Ces Conférences ont eu le mérite d’exister mais on n’en est plus là. Aujourd’hui il faut déterminer sur quoi nous voulons « mettre le paquet » et co-construire la relance avec les syndicats, partenaires sociaux, élus, collectivités…Cela aura beaucoup plus de valeur que des consultations séparées telles qu’elles sont menées en ce moment. Au-delà du groupe de la majorité, nous souhaitons intéresser les autres groupes parlementaires. L’Assemblée nationale est en capacité de porter les fruits de ces réflexions communes auprès du gouvernement.
Vous insistez sur la nécessité de réfléchir à l’échelle des territoires, pourquoi ?
« Penser global, agir local », n’a jamais eu autant de sens. La volonté politique peut manquer, mais les territoires ont beaucoup de possibilités d’agir. Encore faut-il bien coordonner ces différentes possibilités. Le national doit donner le cadre. Pour la transition énergétique par exemple, un objectif national a été défini, qui doit être décliné dans chaque région selon ses ressources. Mais ce n’est pas ce qui se passe partout, comme en témoigne la situation de l’éolien dans les Hauts-de-France, où les schémas directeurs antérieurs de l’ex. région Picardie ont été attaqués et rejetés, sans que les outils de planification soient mis en œuvre.
Où en est l’initiative transpartisane sur la biodiversité que vous aviez lancée en juin 2019, un an avant la date initialement prévue du Congrès mondial de la nature à Marseille ?

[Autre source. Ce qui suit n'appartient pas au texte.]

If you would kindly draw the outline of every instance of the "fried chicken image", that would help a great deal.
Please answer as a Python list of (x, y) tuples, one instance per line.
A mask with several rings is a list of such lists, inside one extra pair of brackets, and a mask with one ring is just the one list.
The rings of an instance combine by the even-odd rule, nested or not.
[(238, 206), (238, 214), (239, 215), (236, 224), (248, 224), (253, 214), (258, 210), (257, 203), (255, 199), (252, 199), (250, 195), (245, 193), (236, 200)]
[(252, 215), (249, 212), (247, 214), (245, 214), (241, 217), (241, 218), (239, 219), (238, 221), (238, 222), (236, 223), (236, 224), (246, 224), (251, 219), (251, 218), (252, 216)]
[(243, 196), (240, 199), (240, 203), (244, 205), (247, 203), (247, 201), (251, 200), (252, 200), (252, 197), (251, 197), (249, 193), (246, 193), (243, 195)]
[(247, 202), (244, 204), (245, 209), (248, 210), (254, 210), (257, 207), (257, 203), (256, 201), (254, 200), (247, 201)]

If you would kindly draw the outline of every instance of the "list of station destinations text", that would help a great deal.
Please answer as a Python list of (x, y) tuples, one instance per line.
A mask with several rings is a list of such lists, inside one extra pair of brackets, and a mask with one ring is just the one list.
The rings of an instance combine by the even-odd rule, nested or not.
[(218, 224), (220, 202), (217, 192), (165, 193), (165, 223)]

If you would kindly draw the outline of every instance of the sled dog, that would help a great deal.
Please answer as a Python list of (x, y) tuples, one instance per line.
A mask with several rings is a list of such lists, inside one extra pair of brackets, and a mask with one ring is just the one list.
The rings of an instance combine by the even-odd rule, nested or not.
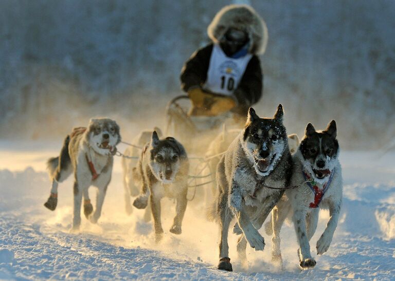
[[(313, 267), (316, 261), (310, 253), (309, 241), (315, 232), (320, 208), (329, 209), (330, 219), (317, 242), (317, 253), (326, 252), (337, 225), (343, 194), (342, 168), (336, 122), (332, 120), (323, 131), (316, 132), (311, 123), (297, 152), (293, 155), (290, 185), (304, 183), (285, 191), (273, 209), (272, 221), (265, 226), (273, 232), (272, 258), (282, 264), (280, 231), (288, 215), (292, 215), (299, 248), (299, 266)], [(307, 180), (310, 181), (307, 182)]]
[[(81, 204), (84, 197), (84, 214), (91, 222), (100, 217), (104, 196), (111, 179), (113, 156), (121, 141), (119, 126), (107, 118), (91, 119), (87, 127), (75, 128), (66, 137), (60, 155), (47, 162), (52, 180), (51, 193), (44, 206), (51, 211), (58, 203), (58, 185), (71, 173), (74, 174), (74, 210), (73, 230), (78, 230), (81, 223)], [(88, 194), (91, 185), (97, 188), (96, 208)]]
[(234, 217), (237, 221), (235, 228), (242, 232), (237, 250), (242, 261), (246, 260), (247, 242), (256, 250), (264, 248), (258, 229), (281, 197), (282, 189), (288, 185), (292, 174), (283, 116), (281, 104), (273, 118), (260, 118), (250, 108), (244, 129), (218, 164), (217, 197), (211, 215), (220, 224), (219, 269), (232, 270), (227, 240)]
[(184, 146), (170, 137), (160, 140), (156, 132), (141, 153), (136, 169), (140, 193), (133, 202), (137, 209), (147, 207), (149, 197), (157, 240), (163, 233), (160, 220), (160, 199), (167, 197), (176, 200), (176, 215), (170, 232), (181, 234), (187, 208), (189, 163)]
[[(162, 132), (160, 129), (155, 127), (154, 130), (156, 131), (158, 136), (161, 138)], [(146, 143), (151, 140), (151, 136), (152, 135), (152, 130), (142, 131), (132, 140), (131, 144), (133, 145), (128, 146), (123, 154), (126, 156), (138, 157), (141, 154), (141, 149)], [(135, 171), (136, 166), (137, 164), (137, 159), (122, 157), (121, 160), (122, 168), (123, 171), (123, 190), (124, 191), (125, 209), (127, 214), (130, 215), (133, 211), (133, 208), (131, 203), (130, 197), (137, 196), (140, 193), (139, 187), (134, 182), (134, 174)], [(146, 220), (151, 218), (151, 213), (148, 213), (148, 216), (145, 216)]]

« Parlementaires engagés pour la nature », que j’avais initié avec Frédérique Tuffnell, a pour objectif de mobiliser les parlementaires et les territoires autour des grands enjeux de biodiversité pour la France et le monde, en amont du congrès de l’UICN prévu à Marseille en juin 2020 (reporté à janvier 2021) et de la COP Biodiversité qui devait se tenir en Chine en octobre 2020. Comparée au climat, la prise de conscience sur ce sujet est très en retard. Le lancement de l’initiative, sous l’égide du président de l’Assemblée nationale, a associé les présidents de toutes les autres commissions pour qu'ils étudient en quoi cela concernait leurs compétences, qu’il s’agisse d’éducation, de défense, d’affaires économiques ou d’affaires sociales et de santé. Tous ont joué le jeu et compris que la biodiversité concernait tous ces domaines. Plusieurs petits-déjeuners mensuels ont été organisés, avec l’objectif d’organiser un événement dédié aux parlementaires pendant le Congrès, pour échanger avec nos homologues et souligner l’importance des Parlements, qui doivent absolument reprendre leur rôle.